Google is developing its own version of OpenSSL that will be more appropriate for its own software products, which have been using the critical encryption component for years with customized patches.
The project, tentatively dubbed "BoringSSL," isn't designed to replace OpenSSL, wrote Adam Langley, a Google software engineer, on his personal blog. Google will contribute its changes to the OpenSSL open-source project and use bug fixes from that team, he wrote.
OpenSSL is widely used software code that encrypts content between a client and a server. OpenSSL's code is undergoing a close examination after a vulnerability nicknamed "Heartbleed" was disclosed on April 7 that could potentially allow hackers to steal data or compromise the encrypted connection.
Google has developed its own patches for OpenSSL, but those patches weren't always compatible with APIs (application programming interfaces) and ABIs (application binary interfaces), Langely wrote.
Products such as Android and Chrome have needed subsets of those patches, and now there are as many as 70 patches across multiple code bases which has become too complex, Langley wrote.
"So we're switching models to one where we import changes from OpenSSL rather than rebasing on top of them," he wrote. "The result of that will start to appear in the Chromium repository soon and, over time, we hope to use it in Android and internally too."

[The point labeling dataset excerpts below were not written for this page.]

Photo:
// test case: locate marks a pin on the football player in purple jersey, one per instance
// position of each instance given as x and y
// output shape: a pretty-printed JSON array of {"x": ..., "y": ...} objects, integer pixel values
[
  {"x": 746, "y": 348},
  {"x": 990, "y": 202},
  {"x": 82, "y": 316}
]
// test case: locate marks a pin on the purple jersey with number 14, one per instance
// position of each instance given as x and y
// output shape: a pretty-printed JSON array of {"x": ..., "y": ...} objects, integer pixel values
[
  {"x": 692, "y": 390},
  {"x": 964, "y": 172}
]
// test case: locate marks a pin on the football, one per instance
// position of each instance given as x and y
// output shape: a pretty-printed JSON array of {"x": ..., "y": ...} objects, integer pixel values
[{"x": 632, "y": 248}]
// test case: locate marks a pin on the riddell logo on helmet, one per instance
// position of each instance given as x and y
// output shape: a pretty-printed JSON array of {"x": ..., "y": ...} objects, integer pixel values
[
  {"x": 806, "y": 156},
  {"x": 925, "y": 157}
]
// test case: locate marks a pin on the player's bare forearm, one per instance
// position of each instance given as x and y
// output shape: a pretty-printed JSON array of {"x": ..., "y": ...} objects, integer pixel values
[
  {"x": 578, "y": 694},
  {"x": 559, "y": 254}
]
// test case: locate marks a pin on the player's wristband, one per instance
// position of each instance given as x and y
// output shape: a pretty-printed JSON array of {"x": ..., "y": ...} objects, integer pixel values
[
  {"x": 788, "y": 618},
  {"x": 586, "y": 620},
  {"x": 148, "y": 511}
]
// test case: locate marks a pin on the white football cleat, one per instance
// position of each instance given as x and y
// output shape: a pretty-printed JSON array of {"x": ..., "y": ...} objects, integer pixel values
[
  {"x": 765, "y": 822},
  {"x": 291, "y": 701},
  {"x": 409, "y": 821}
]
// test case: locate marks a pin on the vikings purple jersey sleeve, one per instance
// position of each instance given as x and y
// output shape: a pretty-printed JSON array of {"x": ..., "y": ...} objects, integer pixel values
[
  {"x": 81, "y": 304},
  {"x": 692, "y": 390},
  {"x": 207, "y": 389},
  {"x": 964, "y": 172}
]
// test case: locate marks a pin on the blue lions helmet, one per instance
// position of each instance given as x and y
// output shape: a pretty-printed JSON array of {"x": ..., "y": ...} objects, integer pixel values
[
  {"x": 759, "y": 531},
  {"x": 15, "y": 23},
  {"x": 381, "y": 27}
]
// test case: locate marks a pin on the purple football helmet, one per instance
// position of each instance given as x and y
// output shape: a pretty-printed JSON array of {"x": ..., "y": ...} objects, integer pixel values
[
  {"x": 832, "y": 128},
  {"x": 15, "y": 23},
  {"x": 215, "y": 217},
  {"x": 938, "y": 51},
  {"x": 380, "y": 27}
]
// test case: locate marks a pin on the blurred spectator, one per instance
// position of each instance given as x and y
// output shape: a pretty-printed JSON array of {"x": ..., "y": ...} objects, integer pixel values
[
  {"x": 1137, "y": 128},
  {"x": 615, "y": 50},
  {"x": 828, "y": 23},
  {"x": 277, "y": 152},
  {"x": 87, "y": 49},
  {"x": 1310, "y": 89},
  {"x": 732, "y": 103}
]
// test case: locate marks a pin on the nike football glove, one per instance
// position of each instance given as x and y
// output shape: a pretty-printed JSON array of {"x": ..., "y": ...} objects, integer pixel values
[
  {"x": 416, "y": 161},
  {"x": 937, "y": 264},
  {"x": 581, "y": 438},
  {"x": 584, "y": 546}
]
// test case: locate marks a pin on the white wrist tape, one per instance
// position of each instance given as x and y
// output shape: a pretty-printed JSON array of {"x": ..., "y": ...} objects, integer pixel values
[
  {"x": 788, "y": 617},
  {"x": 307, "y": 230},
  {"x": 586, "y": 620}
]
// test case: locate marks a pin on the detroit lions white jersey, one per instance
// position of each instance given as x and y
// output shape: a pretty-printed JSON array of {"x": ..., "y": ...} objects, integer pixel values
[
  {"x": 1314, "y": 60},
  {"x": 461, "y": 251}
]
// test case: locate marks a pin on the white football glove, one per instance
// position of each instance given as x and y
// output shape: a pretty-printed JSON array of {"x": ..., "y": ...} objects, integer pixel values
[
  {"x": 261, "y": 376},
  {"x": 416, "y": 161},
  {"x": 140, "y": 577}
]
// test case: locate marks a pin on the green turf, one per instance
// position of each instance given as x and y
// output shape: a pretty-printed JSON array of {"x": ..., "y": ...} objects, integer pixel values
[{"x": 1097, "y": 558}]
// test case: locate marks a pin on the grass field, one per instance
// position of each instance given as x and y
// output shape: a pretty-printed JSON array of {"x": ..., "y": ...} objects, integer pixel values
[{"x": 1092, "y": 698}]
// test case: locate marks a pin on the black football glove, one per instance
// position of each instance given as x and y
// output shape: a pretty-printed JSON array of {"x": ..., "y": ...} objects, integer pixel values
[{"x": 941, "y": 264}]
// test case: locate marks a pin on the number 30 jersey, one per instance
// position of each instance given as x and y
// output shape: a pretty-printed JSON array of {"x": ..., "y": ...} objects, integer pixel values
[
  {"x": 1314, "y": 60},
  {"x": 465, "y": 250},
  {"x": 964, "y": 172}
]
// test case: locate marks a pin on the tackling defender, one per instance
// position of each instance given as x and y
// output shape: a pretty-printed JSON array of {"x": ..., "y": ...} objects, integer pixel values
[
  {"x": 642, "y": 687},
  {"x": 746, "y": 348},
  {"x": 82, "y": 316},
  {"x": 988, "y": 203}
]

Google's version of OpenSSL still won't necessarily support the APIs and ABIs in OpenSSL, he wrote.
The company will also incorporate code changes from LibreSSL, a fork of OpenSSL started after the Heartbleed by some developers dissatisfied with OpenSSL. LibreSSL has undertaken a large project examining OpenSSL's code for flaws and making improvements.
Concern was raised following the Heartbleed flaw about the dependence of many operating systems and software products on OpenSSL and the relative little funding behind the project. Since then, major technology companies launched the Core Infrastructure Initiative, which is aimed at shoring up underfunded open-source projects and employing full-time developers.